Security: Taking steps to ensure the protection of information is an important part of the information security process.  Creating and implementing safeguards allow the control of risks.  Methods of access control will need to be implemented and reviewed, as well as auditing to include information like, who has access to data, and where it is stored, transmitted and collected.  Security apps as well as methods used for the disposal of information and changes to the network will need to be evaluated.  Monitoring for unauthorized access, for network activity and for file access or movement will also need to be included.

Several requirements that the dealership needs to take:

• The Safeguards Rule requires a designated "qualified individual" responsible for overseeing, monitoring, and enforcing the information security program.
• Periodic written risk assessments to be used and maintained, to guide the continued updating and enforcement of information security systems.
• Safeguard implementations required from the results of the risk assessments - the details of which we can provide.  For example, access controls, systems inventory, monitoring and multi-factor authentication.
• Testing of vulnerabilities within your information systems either through continuous monitoring or annual penetration testing and bi-annual vulnerability assessments.
• Dealership employees must follow policies and procedures outlined in the information security program.  Security awareness training and keeping personnel up to date on the latest threats and risks also need to be included.

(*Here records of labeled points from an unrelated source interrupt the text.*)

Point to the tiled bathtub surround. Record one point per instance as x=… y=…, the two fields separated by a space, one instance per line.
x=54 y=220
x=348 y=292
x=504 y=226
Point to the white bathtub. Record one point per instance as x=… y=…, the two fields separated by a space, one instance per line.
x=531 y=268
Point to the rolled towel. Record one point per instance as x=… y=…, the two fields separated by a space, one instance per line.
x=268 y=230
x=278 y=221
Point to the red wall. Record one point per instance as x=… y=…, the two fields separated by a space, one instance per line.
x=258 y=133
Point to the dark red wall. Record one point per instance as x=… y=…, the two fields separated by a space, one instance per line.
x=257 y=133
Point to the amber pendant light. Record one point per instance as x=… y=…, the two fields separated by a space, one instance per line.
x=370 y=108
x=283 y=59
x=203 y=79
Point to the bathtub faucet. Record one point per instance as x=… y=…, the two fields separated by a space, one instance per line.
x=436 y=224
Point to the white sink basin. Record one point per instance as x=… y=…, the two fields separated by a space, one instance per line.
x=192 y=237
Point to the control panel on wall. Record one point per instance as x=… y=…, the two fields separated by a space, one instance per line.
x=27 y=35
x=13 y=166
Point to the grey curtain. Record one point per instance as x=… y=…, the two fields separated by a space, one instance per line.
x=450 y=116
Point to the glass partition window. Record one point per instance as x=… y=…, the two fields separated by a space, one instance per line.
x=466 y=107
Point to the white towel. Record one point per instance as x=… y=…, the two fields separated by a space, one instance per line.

• Dealerships must ensure that third parties or service providers that have access to their customer information maintain safeguards and comply with the dealership's own information security program.  Access to the information will be assessed periodically and re-evaluated.  Contractual requirements may need to be added to said entities to enforce the Safeguards Rule's standards.

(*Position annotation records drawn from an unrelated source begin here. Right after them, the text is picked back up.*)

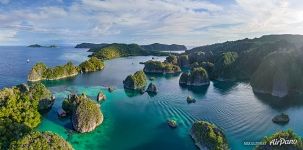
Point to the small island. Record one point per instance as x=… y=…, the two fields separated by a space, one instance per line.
x=41 y=140
x=37 y=46
x=196 y=77
x=86 y=114
x=161 y=67
x=273 y=142
x=41 y=72
x=116 y=50
x=21 y=106
x=208 y=136
x=137 y=81
x=93 y=64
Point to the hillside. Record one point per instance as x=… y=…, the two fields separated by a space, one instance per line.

• Develop and implement a written incident response plan to outline procedures in response to a breach of the information security system in place or exposure of customer information that the dealership maintains.  It should also include guidelines for internal and external communications and the sharing of information regarding the incident, a clear outline of roles and responsibilities for decision-makers in dealing with the incident and an internal process for responding to an incident and correcting any issue that has arisen.
• A written report by a designated qualified individual, at least annually to the dealership's board of directors or equivalent governing body on the status of the dealership's information security program and compliance with the Safeguards Rule as well as material events related to information systems security and the implementation and enforcement of your information security program.